On Friday and Saturday, several Jewish sites in Paris were vandalized with green paint, including the Mémorial de la Shoah, the Tournelles synagogue, and the Agoudas Hakehilos synagogue—all in city’s Jewish quarter—as well as a third synagogue in a different part of the city.
The Jewish Telegraphic Agency reported on Sunday that it has been common in France for red paint to be used as a protest against Israel and the ongoing war in Gaza. Green paint, however, is new. There was no accompanying message in the graffiti, nor has a group claimed responsibility.
Related Articles
“Whatever the perpetrators and their motivations, these acts do not only target walls: they violently stigmatize French Jews, their memory and their places of worship,” French Jewish group CRIF told JTA. “These paint sprays are a stain on our republican values.”
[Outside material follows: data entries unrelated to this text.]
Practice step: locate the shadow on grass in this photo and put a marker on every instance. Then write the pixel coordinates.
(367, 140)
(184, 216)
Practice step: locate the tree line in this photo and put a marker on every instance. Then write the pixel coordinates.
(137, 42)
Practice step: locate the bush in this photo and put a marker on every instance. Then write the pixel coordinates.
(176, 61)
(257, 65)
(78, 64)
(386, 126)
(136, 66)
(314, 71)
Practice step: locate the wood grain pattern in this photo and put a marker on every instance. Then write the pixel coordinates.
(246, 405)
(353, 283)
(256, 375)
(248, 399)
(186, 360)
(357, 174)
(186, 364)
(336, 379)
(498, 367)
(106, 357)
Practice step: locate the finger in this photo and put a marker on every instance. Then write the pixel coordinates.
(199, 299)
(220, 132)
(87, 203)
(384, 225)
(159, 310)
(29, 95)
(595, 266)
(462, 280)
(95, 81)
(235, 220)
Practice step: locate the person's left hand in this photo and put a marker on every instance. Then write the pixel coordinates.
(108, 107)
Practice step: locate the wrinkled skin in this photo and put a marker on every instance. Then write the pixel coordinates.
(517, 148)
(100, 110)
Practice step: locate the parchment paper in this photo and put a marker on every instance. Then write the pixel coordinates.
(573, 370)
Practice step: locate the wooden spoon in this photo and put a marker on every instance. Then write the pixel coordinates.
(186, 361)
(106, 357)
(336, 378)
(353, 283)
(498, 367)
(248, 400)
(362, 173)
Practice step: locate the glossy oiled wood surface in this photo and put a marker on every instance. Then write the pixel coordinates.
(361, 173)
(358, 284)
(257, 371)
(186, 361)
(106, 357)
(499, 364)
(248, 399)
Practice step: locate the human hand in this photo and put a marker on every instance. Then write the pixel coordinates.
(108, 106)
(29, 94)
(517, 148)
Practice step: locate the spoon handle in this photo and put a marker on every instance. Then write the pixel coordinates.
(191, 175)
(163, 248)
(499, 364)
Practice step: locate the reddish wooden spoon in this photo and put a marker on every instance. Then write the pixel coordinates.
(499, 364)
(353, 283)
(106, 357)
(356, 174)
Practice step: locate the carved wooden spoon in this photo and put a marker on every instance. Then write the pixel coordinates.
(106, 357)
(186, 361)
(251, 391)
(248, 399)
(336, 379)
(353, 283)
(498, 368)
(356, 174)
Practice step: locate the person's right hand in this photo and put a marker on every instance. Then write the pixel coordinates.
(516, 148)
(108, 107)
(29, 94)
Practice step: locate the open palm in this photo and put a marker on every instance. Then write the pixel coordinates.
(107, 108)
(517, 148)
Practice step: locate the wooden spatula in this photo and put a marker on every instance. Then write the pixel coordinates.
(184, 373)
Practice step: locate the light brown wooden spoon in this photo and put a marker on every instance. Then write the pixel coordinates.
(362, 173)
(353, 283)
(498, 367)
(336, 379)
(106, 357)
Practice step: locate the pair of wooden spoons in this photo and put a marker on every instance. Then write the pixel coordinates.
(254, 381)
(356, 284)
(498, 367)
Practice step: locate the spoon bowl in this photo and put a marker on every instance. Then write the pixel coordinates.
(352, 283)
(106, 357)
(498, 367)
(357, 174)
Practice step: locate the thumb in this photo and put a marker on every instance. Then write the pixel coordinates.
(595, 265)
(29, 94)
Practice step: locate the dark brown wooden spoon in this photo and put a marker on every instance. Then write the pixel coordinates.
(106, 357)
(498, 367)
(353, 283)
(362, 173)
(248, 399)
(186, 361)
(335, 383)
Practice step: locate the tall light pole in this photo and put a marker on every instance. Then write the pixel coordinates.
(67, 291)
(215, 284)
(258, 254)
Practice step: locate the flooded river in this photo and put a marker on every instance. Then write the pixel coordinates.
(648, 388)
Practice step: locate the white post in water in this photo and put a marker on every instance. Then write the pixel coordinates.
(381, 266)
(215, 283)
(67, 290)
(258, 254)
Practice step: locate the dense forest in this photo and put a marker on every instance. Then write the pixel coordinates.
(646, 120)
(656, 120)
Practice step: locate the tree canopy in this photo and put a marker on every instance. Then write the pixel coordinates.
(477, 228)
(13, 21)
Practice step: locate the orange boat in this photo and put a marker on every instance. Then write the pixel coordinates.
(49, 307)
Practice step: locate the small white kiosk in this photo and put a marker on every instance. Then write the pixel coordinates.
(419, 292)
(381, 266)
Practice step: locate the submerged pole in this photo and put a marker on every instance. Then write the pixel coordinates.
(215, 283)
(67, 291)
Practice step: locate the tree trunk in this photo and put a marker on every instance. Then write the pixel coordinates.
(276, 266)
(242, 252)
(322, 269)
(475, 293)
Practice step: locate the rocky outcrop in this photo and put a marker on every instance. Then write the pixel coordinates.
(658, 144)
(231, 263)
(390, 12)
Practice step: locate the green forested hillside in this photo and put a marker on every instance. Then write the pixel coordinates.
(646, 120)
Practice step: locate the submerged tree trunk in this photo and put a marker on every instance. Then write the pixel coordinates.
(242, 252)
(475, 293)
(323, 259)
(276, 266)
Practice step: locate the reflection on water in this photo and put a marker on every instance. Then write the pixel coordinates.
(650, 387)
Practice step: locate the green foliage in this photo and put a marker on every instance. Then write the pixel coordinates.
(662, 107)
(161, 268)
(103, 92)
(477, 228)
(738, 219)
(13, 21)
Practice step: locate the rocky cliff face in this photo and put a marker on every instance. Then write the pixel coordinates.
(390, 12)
According to Le Monde, an open can of green paint was found at the Chez Marianne restaurant, which was also vandalized. CCTV footage has shown a person dressed in black committing the vandalism at the Memorial at 4:30 a.m. on Saturday morning.
An investigation, the Paris prosecutor’s office told the AFP, is ongoing.
Anne Hidalgo, the mayor of Paris, said in a statement, “I condemn these intimidations in the strongest possible terms; anti-Semitism has no place in our city and in our Republic. I have asked the sanitation department to intervene urgently. We will file a complaint.”
Meanwhile, Israel’s president, Isaac Herzog, said in a statement that he was “appalled” by the acts, and called on French officials to “act swiftly and firmly to bring the perpetrators to justice and to defend the Jewish community against hatred and attacks of all kinds.”
Herzog’s great grandfather, Rabbi Joel Herzog, helped build one of the vandalized synagogues.